2025 – UnsignedHub Podcast - When I caught up with Liam Croker and Anthony Egerton from the band Winachi it quickly became clear that they weren’t interested in sitting comfortably in any one scene. They’ve done the shadows and now they want the spotlight -but on their own terms. A few years ago Winachi were operating in a very different space: all murky textures and confrontational energy.

 

Think the brooding pulse of Massive Attack or the skeletal menace of Tricky. It wasn’t just music—it was atmosphere. Heavy and intense - sometimes too intense.

 

“Borderline intimidating” is how they framed it.

 

The problem?
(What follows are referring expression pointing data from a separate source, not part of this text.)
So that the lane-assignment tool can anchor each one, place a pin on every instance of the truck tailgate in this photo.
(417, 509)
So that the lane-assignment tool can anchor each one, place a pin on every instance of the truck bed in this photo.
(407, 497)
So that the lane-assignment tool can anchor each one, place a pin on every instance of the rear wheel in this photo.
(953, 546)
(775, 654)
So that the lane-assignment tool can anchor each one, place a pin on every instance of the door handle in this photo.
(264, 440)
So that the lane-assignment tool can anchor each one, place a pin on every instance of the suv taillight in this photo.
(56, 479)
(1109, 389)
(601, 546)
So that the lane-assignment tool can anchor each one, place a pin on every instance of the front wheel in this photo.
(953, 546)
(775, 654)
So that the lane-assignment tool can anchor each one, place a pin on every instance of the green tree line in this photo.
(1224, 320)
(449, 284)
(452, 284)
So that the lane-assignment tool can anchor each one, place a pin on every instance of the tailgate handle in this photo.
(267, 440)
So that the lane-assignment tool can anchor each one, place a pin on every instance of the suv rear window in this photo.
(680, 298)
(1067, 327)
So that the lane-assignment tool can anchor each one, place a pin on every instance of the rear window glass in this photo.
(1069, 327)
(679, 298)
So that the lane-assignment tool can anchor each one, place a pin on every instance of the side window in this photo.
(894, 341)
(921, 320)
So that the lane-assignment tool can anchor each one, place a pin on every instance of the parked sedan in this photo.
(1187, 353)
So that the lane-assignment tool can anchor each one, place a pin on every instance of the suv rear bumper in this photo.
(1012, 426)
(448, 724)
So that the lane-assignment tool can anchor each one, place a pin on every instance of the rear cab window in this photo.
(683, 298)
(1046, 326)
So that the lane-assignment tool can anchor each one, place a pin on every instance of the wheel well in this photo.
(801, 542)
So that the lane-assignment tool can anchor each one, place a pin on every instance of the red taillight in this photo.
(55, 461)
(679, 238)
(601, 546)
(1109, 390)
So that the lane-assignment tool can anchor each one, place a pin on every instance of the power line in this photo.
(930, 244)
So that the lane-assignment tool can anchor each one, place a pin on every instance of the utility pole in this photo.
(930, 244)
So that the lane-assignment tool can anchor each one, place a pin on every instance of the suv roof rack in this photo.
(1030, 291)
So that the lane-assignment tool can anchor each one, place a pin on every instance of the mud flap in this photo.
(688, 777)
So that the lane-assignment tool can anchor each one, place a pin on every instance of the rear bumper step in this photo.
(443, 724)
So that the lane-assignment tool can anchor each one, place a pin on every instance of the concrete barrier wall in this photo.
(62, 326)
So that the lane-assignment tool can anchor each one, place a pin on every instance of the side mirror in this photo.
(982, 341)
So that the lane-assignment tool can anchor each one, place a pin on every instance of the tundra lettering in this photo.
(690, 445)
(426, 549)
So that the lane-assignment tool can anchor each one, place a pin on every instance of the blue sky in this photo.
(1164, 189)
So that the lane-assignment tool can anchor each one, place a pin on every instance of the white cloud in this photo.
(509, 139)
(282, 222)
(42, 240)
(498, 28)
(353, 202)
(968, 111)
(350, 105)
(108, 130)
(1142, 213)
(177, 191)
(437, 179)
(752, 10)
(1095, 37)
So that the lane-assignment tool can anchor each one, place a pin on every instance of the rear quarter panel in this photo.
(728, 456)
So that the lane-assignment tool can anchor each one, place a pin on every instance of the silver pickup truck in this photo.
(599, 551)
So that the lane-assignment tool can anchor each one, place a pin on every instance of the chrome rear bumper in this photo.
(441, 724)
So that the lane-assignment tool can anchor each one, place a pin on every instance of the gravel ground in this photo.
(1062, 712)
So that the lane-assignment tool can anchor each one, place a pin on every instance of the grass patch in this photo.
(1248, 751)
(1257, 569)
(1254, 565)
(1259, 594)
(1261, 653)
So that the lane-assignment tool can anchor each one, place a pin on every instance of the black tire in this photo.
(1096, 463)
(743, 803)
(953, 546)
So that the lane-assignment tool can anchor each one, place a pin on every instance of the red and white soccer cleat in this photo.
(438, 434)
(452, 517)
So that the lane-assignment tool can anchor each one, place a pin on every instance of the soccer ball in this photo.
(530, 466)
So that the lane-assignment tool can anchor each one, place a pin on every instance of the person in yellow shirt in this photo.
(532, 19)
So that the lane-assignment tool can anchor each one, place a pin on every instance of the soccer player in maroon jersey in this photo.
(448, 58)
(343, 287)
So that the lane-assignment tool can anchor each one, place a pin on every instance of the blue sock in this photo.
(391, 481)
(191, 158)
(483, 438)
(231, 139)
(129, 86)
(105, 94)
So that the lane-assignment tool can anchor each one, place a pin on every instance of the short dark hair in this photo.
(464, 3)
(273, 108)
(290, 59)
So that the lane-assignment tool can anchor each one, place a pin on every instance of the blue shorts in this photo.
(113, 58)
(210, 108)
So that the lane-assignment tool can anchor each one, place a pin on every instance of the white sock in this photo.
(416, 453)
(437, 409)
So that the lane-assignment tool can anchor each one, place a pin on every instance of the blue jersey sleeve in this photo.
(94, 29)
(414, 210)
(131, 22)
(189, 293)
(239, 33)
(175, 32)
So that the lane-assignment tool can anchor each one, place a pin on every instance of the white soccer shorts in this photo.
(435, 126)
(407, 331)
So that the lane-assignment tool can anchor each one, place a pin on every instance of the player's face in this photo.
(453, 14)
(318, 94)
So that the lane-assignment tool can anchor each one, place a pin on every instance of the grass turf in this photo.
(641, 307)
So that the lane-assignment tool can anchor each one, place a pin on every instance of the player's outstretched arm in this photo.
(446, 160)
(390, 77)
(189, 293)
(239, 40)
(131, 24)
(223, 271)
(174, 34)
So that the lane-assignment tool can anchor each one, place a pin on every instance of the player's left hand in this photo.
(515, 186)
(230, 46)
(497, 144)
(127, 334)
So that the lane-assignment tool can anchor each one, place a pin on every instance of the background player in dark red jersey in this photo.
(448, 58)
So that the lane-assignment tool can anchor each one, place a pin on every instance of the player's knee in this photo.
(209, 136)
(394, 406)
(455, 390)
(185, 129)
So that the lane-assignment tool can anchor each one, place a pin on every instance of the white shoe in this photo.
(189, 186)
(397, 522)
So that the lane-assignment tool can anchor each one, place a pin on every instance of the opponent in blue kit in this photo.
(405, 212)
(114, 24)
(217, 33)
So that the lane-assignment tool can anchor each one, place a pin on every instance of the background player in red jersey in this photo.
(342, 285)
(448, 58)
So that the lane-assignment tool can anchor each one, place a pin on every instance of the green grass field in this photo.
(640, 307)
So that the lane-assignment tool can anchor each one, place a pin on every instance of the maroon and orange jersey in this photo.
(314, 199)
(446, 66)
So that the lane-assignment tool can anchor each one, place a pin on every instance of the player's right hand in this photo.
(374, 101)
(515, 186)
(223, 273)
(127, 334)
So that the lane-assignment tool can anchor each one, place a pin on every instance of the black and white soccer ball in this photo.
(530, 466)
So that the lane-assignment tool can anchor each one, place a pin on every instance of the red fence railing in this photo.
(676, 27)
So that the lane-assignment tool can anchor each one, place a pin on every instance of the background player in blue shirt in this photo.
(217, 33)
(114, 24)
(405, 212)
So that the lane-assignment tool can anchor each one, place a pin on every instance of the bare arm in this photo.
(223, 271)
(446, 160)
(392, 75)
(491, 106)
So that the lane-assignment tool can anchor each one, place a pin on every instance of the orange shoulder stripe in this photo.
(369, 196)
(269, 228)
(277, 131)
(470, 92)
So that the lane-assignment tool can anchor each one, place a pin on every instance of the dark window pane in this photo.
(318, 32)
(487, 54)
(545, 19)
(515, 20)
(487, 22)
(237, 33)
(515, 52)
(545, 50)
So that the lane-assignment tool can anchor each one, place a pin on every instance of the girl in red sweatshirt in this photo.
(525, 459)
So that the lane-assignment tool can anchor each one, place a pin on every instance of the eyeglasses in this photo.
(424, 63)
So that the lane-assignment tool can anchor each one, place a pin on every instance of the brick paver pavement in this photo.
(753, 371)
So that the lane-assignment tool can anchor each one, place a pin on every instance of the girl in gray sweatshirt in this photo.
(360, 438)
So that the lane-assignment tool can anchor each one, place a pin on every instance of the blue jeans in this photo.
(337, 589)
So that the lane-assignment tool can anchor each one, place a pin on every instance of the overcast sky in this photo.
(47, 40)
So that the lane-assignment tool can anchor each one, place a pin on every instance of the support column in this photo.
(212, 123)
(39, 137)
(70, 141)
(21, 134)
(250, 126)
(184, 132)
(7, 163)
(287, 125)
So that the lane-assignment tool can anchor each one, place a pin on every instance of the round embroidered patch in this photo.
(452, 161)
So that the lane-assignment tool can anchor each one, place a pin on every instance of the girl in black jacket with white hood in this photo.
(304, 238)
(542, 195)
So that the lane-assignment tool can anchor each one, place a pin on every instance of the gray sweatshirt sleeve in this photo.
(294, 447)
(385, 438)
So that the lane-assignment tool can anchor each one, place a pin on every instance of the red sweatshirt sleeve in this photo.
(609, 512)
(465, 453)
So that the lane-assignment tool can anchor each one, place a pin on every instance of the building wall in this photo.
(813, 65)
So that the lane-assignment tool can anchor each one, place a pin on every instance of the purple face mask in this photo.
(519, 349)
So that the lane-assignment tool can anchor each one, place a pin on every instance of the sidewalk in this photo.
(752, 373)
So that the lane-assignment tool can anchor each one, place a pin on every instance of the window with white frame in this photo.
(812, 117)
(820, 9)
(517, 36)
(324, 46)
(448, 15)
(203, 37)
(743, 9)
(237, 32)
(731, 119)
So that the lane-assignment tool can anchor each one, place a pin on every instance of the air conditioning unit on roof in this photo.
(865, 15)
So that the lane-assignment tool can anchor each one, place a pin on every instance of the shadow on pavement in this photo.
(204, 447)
You can’t always dance to intimidation.

 

So they pivoted—not by softening, but by shifting the centre of gravity. Groove became the anchor but the edges stayed sharp. Try pinning Winachi down genre-wise and you’ll get a polite resistance. Yes, there’s funk in there—but not in the James Brown sense.

 

This is something looser, more hybrid: hip-hop attitude, electro textures, rock energy, all stitched together by rhythm. Their own description lands somewhere between poetic and precise: “swaggering northern tenacity spliced with Californian G-Funk”.

 

From Warrington to L.A.

 

Like many great bands, Winachi started small - jamming in sheds, knocking ideas together in Warrington pubs. Sessions took them to Los Angeles, recording at the Star Creation Centre with producer John X.

 

Tracks like The Arrival from the Sympathy For The Future album lean into that environment -wide, cinematic, slightly surreal. There’s talk of feedback loops and “elephant” sounds, building something closer to a sonic landscape than a standard track, just slip on your headphones and you’re transposed to a jungle somewhere and it’s a long way from the early days in the shed!

 

The Right People at the Right Time

 

Winachi’s orbit has steadily expanded, pulling in collaborators who add weight without diluting identity. Inder Goldfinger -known for his work with Ian Brown -helped sharpen the band musically, turning raw energy into something more controlled, more deliberate.

 

Then there’s Rowetta, formally of the Happy Mondays, whose appearance on Sympathy For The Future adds pure scale. It’s a statement feature - big voice, big presence, no compromise. Somehow, Keith Allen enters the mix too - via a spontaneous session that snowballed into live shows and a video cameo. Classic Winachi: unplanned but fully embraced.

 

What Now?

With Sympathy For The Future out in the world, Winachi feel like a band in motion rather than one that’s arrived. The sound is broader, the vision clearer, the ambition global.

 

 

Fast forward to 2026 and the band have just held their live premiere for the new single

‘ State of Mind’ at the Brickhaus Club in their hometown of Warrington, this will be released across all digital platforms from May 1st 2026.